Ask questions; listen to the answers you hear
“I think it’s important that everyone knows they’ve been heard,” Turner says. “One of the most powerful questions, when I was principal, that I’d ask irate parents when they came into the office was, ‘I hear what you’re saying. Now what would you like me to do about it?’ The point is, maybe we don’t need to rehash past faults or slights, we need to be looking forward — to build a bridge.”

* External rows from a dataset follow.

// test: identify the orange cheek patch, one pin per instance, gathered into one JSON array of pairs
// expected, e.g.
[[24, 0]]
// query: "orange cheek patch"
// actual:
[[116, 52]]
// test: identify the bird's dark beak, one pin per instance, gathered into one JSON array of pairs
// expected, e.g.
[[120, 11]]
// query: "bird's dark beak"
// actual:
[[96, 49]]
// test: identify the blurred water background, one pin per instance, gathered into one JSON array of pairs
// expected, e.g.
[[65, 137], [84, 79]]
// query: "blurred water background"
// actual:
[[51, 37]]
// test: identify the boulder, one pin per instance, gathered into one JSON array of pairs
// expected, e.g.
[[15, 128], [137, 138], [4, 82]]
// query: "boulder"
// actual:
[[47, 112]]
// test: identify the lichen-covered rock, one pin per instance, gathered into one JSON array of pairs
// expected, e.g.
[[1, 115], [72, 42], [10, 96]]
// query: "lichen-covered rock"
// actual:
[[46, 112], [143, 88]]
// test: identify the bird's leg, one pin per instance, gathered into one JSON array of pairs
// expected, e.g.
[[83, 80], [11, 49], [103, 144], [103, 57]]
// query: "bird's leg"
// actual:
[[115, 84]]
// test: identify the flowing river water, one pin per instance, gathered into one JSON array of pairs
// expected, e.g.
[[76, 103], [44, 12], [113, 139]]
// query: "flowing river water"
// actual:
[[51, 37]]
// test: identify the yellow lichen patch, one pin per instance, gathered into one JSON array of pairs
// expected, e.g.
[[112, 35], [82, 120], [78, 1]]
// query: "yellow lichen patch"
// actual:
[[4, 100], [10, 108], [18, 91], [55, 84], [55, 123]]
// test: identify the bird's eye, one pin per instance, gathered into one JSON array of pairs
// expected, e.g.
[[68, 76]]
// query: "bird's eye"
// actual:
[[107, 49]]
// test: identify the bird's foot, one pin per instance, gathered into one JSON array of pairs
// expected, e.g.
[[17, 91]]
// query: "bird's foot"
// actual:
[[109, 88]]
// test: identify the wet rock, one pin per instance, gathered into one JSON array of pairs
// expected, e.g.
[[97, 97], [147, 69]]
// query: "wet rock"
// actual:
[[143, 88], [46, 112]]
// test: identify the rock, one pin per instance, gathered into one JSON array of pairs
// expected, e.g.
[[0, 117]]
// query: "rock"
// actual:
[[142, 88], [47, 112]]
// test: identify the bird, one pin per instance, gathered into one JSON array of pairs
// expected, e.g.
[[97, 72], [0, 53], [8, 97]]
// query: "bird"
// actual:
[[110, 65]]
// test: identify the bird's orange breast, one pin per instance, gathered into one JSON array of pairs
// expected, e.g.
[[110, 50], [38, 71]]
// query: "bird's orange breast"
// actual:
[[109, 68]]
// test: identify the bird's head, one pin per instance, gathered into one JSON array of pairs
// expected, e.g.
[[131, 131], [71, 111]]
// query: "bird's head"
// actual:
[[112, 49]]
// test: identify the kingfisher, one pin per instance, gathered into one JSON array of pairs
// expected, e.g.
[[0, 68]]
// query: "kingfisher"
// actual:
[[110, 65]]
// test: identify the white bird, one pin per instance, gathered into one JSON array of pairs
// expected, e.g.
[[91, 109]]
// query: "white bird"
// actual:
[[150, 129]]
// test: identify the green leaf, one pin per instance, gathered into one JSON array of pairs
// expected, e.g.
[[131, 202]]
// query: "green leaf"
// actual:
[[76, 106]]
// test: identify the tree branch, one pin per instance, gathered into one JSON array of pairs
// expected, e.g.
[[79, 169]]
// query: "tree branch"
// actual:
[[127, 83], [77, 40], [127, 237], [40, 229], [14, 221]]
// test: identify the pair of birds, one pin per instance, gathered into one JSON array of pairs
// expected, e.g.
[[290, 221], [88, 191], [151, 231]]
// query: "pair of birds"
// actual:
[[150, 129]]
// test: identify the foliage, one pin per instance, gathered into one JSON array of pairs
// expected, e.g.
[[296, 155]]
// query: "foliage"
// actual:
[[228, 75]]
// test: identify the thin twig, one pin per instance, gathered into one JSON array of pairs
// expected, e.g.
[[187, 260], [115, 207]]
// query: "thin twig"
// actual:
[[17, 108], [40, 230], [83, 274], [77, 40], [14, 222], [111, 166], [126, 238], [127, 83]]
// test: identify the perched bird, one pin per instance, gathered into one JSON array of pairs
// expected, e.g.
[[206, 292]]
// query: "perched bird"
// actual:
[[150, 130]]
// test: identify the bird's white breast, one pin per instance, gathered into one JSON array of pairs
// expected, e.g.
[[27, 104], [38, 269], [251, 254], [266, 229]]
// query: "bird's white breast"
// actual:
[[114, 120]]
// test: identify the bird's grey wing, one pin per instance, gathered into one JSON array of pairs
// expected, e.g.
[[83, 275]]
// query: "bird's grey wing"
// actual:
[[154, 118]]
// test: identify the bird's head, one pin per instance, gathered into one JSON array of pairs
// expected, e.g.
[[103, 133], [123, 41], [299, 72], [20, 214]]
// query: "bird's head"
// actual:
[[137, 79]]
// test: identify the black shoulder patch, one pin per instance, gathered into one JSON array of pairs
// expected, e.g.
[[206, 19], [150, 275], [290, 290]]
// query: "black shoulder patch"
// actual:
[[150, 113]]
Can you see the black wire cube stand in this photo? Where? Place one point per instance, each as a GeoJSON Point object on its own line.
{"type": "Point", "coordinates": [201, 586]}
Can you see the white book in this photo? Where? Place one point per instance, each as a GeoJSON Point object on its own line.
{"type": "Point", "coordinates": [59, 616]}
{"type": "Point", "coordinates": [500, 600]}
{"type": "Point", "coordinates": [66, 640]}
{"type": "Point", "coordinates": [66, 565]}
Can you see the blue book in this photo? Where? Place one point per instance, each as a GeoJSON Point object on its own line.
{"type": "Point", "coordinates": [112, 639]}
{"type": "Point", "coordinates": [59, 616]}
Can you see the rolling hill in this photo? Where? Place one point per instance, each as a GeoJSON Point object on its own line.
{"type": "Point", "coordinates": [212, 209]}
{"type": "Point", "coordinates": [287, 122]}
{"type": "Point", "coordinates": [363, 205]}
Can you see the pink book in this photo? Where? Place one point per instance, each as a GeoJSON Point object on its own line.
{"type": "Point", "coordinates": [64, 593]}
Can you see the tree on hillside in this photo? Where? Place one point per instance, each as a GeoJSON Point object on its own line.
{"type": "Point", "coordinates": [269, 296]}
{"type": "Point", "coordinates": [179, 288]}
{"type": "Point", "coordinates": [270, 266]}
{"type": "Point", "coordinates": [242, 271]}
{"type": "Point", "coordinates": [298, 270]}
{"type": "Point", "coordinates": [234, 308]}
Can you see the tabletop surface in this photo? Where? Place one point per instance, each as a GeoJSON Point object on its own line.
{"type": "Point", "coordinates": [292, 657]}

Understand that everyone is on edge, especially with the latest COVID spike
“We all need to emphasize showing more grace and flexibility,” says Turner. “Unfortunately, during the pandemic, the ability to see, work with, and talk with each other was greatly limited, which adds to the challenge.”
Turner says he gained newfound respect for the role of parents during the first COVID shutdown in 2020. “When the schools shut down, it was still a real challenge for me to teach my own children while schools were closed,” he recalls. “I’m a professional educator and teaching my own kids at home was almost more stress than I could have imagined. So, when I hear parent frustrations about school closures, I get it.”
Own your role
It’s too easy, Givens says, to blame teachers for declining student achievement scores. “So much of student achievement begins in the home,” Givens says. “I think a lot of parents forget that, especially right now. It’s easier to blame someone else. But that doesn’t solve anything.”